InfoGenesis | Devpost

Results of reddit scraped and NLTK processed most relevant topics of discussion with examples
TaiPy solution
Infogenesis's revolutionary workflow

Inspiration

Scrolling through Reddit for discourse on important health topics, it's clear how much misinformation is out there, often contradicting modern research. The average person, caught in a whirlwind of daily tasks, rarely seeks out academic literature for the truth and believes incorrect information that can harm their health. Recognizing this gap, we were inspired to create a bridge between the public and the rich insights of contemporary studies. Our goal is simple yet profound: to make it effortless for everyone to access accurate, research-backed information on the topics they care about most to enhance their quality of life by improving their health, transforming casual scrolling into an opportunity for genuine learning to have a healthier, happier life.

What it does

Our project dynamically mines online forums to capture the pulse of current discussions. Leveraging advanced NLP, it discerns and segregates health-centric dialogues, employing a hyper-tuned LLAMA model enriched with the latest academic insights to delve into prevalent health narratives. This cutting-edge approach not only identifies but also elaborates on key health subjects, culminating in the generation of insightful, research-backed blogs in a convenient manner. These resources are then made accessible on a sleek Taipy page, offering a beacon of verified information in the murky waters of online discourse.

How we built it

Our project harnesses the power of cutting-edge technology to combat misinformation in health discussions online. At its core, it employs Natural Language Processing (NLP) techniques, leveraging libraries like NLTK for text analysis and sentiment assessment. Data scraping from public forums provides the raw material, which is then refined using NLP to distinguish health-related conversations. A specialized LLAMA model, fine-tuned with the latest academic health literature, interprets these discussions, generating factual, easy-to-understand content. This information is presented on a Taipy page, making credible health knowledge accessible and engaging. Our tech stack integrates Python for backend processes, employing libraries such as pandas for data manipulation, funneling the products into the Taipy GUI for visualization, and transformers for accessing advanced AI models, including the integration with OpenAI's API, ensuring our responses are grounded in the most current research and trends.

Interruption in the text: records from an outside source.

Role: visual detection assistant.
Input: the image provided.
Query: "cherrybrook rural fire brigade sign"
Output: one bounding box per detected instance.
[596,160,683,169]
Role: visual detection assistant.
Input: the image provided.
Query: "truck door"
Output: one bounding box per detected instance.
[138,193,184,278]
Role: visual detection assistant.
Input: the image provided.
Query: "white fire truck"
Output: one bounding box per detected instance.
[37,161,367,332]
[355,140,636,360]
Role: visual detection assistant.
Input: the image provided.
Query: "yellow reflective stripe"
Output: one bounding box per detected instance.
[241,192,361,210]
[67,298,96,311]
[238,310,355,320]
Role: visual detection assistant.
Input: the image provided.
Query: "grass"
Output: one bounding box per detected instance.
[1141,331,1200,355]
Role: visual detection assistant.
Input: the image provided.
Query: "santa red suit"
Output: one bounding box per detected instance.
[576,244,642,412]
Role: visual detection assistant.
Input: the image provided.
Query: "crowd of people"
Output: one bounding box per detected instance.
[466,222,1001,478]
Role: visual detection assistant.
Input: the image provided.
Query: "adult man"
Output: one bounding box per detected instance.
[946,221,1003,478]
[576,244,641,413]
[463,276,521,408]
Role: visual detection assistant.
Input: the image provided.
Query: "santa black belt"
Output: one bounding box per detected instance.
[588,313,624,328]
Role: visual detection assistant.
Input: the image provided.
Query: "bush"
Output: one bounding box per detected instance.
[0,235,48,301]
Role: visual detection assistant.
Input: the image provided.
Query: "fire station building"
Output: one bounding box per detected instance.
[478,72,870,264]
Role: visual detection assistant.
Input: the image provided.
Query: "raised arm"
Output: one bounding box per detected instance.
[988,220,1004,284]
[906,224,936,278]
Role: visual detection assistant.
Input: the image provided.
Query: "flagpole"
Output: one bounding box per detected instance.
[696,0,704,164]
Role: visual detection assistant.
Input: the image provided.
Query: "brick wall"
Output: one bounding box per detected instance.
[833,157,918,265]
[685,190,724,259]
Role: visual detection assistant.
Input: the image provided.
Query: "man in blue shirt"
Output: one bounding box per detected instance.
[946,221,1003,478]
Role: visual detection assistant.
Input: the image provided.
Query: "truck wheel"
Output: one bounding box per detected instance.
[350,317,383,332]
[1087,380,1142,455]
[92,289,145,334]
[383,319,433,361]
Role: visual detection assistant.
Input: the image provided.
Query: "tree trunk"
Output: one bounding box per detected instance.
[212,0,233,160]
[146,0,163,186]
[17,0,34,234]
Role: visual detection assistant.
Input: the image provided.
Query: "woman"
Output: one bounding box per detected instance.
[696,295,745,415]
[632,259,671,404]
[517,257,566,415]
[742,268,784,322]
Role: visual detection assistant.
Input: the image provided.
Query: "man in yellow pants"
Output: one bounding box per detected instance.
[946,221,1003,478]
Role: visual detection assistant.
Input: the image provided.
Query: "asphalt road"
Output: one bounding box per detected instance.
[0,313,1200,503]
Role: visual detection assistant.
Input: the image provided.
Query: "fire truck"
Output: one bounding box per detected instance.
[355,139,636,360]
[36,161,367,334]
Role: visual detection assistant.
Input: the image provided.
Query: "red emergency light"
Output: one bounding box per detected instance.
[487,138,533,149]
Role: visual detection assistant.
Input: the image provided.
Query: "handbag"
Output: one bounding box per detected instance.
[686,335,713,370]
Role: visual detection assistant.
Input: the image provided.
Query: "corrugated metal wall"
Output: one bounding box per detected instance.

Our fine-tuned model is here: https://huggingface.co/AndyYu25/hacklytics24-medsummarizer

Challenges we ran into

One significant challenge we faced was refining our methodology to accurately identify and classify the most crucial health topics from broader health-related discussions. Distilling specific topics of paramount interest from extensive sentences laden with complex medical terminology and diverse subjects required advanced NLP techniques and significant fine-tuning of our model. This task was compounded by the vast and varied nature of health discourse online, where the relevance of topics can fluctuate widely based on current events, seasonal health issues, and emerging research findings. Furthermore, finding and utilizing a service to deploy the LLAMA to the web and integrate it into a site was its own obstacle as many frameworks do not interface easily with models constructed through python.

We were also unable to reserve any high-performance instance on Intel Cloud, forcing us to deploy a smaller model than we have fine-tuned.

Accomplishments that we're proud of

We're incredibly proud of developing a tool that has the potential to significantly impact public health understanding on a national scale. Our project stands out as a testament to the power of teamwork and the positive effects of leveraging technology for social good. By combining our diverse skills and shared commitment, we've created a platform that not only addresses the rampant issue of health misinformation but also empowers individuals with accurate, research-based information. This achievement reflects our dedication to improving lives through innovation and collaboration.

What we learned

We've gained valuable insights into the nuance of using social media as a platform for sharing healthcare information and understanding public opinion. Our exploration of leveraging NLP technologies and generative AI models to sift through this vast amount of data has been a driving force in our solution's development. We've experimented with various technology frameworks and diverse data analysis techniques to find the most effective solutions for our project. We've learned that data analysis is an iterative process, with each trial and error contributing to the evolution of our project.

What's next for InfoGenesis

Given more development time and resources we'd like to further optimize our models and automate our workflow to streamline the process of information translation from scraper/API to model. We'd also like to continue with the development of our website and push to a more dedicated server that can handle the model.